A Comparison of Filter and Wrapper
Approaches with Data Mining Techniques for
Categorical Variables Selection

Bangsuk Jantawan; Cheng-Fa Tsai

A Comparison of Filter and Wrapper Approaches with Data Mining Techniques for Categorical Variables Selection

Bangsuk Jantawan^{1, 2}, Cheng-Fa Tsai²

Department of Tropical Agriculture and International Cooperation, National Pingtung University of Science and Technology, Pingtung, Taiwan
Department of Management Information Systems, National Pingtung University of Science and Technology Pingtung, Taiwan

Related article at Pubmed, Scholar Google

Visit for more related articles at International Journal of Innovative Research in Computer and Communication Engineering

Abstract

The purpose of this study is to evaluate the most important features of graduate employability in higher education database, in attempt to measure the employability situation for graduate information of the Maejo University in Thailand. The experiment also applies the features selection methods to increases the overall efficiency of classification model. There are two general attribute selection approaches: the Filter approach and the Wrapper approach. The Filter approach includes 3 methods, including Information Gain, Gain Ratio and Chi-square. The Wrapper approach we used Search method consisting of Genetic Search, Best First search and Greedy Stepwise as random search approach for subset generation, wrapped with different bayesian classifiers namely Naïve bayes, Bayes network with K2 algorithm, Bayes network with TAN algorithm and Bayes network with Hill-climber algorithm. The results illustrate, employing feature subset selection using proposed wrapper approach has enhanced classification accuracy.

Keywords

Attribute Selection, Data Mining, Filter Approach, Wrapper Approach

INTRODUCTION

Nowadays, amount of data has rapidly increased every year, especially in term of graduate employability historical database. It contains huge amounts of data in database. These data are also including currently unknown and potentially interesting patterns and relations, which can be uncovered using knowledge discovery and data mining techniques. Data mining techniques have enormous potential for analysing the hidden patterns in the data sets of the education domain. These patterns can be utilized for the decision making of administrator in higher education. Data preprocessing is an essential phase in the knowledge discovery process, once quality decisions must be based on quality data [1]. This process, when applied early to mining, can substantially improve the overall quality of the patterns mined and/or the time required for the actual mining [1].
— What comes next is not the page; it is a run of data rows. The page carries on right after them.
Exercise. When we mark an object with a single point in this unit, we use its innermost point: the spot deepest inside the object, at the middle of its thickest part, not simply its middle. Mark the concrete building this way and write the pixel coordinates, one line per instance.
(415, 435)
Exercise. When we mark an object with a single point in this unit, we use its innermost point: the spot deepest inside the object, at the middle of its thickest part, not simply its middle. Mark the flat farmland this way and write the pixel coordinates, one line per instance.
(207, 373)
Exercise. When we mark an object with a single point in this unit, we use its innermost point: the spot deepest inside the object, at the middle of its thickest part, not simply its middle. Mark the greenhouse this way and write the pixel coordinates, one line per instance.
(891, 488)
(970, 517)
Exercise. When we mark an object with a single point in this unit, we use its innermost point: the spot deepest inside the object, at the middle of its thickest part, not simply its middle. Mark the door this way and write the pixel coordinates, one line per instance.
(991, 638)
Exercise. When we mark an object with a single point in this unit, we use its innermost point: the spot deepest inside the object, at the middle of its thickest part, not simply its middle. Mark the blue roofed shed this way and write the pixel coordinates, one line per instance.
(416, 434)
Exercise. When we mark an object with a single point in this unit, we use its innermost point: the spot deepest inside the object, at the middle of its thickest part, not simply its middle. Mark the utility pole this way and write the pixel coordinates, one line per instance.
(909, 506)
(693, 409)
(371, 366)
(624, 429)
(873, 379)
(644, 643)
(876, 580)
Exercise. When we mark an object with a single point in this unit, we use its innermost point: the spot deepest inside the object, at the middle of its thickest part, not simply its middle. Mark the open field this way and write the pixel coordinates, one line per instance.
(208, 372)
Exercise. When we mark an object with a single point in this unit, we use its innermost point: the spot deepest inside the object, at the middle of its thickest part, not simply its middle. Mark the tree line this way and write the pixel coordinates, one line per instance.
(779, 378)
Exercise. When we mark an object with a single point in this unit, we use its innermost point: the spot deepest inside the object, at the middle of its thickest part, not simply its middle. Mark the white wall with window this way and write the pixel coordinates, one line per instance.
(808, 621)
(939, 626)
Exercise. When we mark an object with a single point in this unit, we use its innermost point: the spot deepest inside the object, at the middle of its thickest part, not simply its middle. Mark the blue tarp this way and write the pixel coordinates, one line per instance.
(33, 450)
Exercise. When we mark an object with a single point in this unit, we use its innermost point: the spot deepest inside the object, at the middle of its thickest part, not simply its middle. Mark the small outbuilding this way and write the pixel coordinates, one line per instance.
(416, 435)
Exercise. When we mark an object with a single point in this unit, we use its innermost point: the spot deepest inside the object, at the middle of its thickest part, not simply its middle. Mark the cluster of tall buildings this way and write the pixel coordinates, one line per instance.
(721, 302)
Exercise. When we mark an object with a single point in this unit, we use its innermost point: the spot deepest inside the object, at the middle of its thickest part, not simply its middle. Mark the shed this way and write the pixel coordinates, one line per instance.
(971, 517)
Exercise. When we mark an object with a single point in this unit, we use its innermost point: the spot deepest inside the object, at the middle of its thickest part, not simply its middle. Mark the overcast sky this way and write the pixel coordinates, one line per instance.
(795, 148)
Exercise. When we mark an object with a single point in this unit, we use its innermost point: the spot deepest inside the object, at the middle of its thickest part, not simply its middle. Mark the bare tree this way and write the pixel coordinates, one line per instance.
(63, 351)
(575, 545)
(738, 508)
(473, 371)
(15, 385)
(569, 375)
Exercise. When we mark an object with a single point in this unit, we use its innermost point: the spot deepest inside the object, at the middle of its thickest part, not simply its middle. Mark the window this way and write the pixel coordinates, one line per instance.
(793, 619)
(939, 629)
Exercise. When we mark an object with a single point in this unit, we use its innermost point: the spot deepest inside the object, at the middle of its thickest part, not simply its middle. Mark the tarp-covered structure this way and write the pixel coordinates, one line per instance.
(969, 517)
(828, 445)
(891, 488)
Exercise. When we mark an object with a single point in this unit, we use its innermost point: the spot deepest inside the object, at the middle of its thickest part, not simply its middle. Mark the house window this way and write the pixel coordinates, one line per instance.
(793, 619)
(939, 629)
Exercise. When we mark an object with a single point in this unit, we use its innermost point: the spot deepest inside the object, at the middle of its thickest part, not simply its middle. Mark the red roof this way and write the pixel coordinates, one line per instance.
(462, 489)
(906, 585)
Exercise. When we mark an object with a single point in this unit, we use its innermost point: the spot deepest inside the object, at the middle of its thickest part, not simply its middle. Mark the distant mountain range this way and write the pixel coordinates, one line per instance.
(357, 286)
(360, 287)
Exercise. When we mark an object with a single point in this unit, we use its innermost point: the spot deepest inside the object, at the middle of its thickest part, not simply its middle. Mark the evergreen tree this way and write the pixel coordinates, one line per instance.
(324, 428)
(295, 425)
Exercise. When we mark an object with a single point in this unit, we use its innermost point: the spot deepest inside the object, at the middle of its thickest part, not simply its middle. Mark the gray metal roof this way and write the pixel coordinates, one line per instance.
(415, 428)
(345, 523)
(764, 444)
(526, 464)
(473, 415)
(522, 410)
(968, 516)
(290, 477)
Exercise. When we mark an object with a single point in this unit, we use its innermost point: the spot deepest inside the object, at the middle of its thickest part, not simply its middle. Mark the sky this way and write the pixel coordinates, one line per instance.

The aim of data reduction is to search a minimum set of features such that the resulting likelihood distribution of the output (class) is as close as possible to the original distribution obtained using all features. Mining on the reduced set of features has increasing benefits. It reduces the number of features appearing in the discovered patterns, in order to help and make the patterns easier to understand. Then, it enhances the classification preciseness and learning runtime. Section 2 explains the related work on feature selection method, filter approach, and wrapper approach. Methodology and method are described in section 3 followed by results and conclusion in section 4 and 5 respectively.

RELATED WORK

Feature selection is the processes that choose a subset of relevant features for building the model. Feature selection is one of the most important and frequently used techniques in data preprocessing for data mining [1]. It is also useful in term of the data analysis process, as it shows which the input variables or features are important for predicting, and how those features are related. The goal of feature selection for classification task is to maximize classification accuracy [2]. It is easier to choose features for classification than for clustering, once the classification uses class label information. Although, domain experts can eliminate few of the irrelevant attributes, choosing the best subset of features usually requires a systematic approach [1].

Feature selection can be divided in filter methods and wrapper methods. Filter methods is defined as using some actual property of the data in order to select feature using the classification algorithm. Entropy measure has been used as filter method for feature selection for classification [3]. Wrapper approaches apply classification algorithm to each candidate feature subset and then evaluate the feature subset by threshold functions that utilize the classification result. Moreover, wrapper method can combine a classification technique with a Bayesian inference mechanism for automatically selecting relevant features. Feature selection methods provide three main benefits when building predictive models as following: (1) the model improving is obviously interpretation; (2) they can make shorter training times; and (3) enhanced generalization by reducing over fitting.

A. Filter Method

The filter method precedes the actual classification process. The filter approach is input variables of the learning induction algorithm, computationally simple and rapidly scalable. Using filter method, feature selection is done once later can be provided as input to different classifiers [1]. Various feature selection techniques and feature ranking have been offered such as Correlation-based Feature Selection (CFS), Gain Ratio (GR), Chi-Squared, and Information gain etc.

Chi-Squared [5] is based on the χ2-statistic and evaluates each feature input variables with respect to the class labels (output). The larger the Chi-squared, the more relevant the feature is with respect to the class. Obtained the number of intervals (I), the number of classes (B), and the total number of instances (N), the Chi-squared value of a feature is computed as following:

(1)

where R_i means the number of instances in the ith interval;

B_j is the number of instances in the jth class; and

A_ij is the number of instances in the ith interval and jth class.

Information Gain [5], Information Gain gauges the number of bits of information gained about the class prediction when using a given feature to assist that prediction [5]. For each feature, a score is obtained based on how much more information about the class is gained when using that feature. The information gain of feature X is defined as following:

(2)

where H(Y ) and H(Y |X) mean the entropy of Y and the conditional entropy of Y given X, respectively.

The level of a feature essential is thus determined by how great is the decrease in entropy of the class when considered with the relevant feature individually.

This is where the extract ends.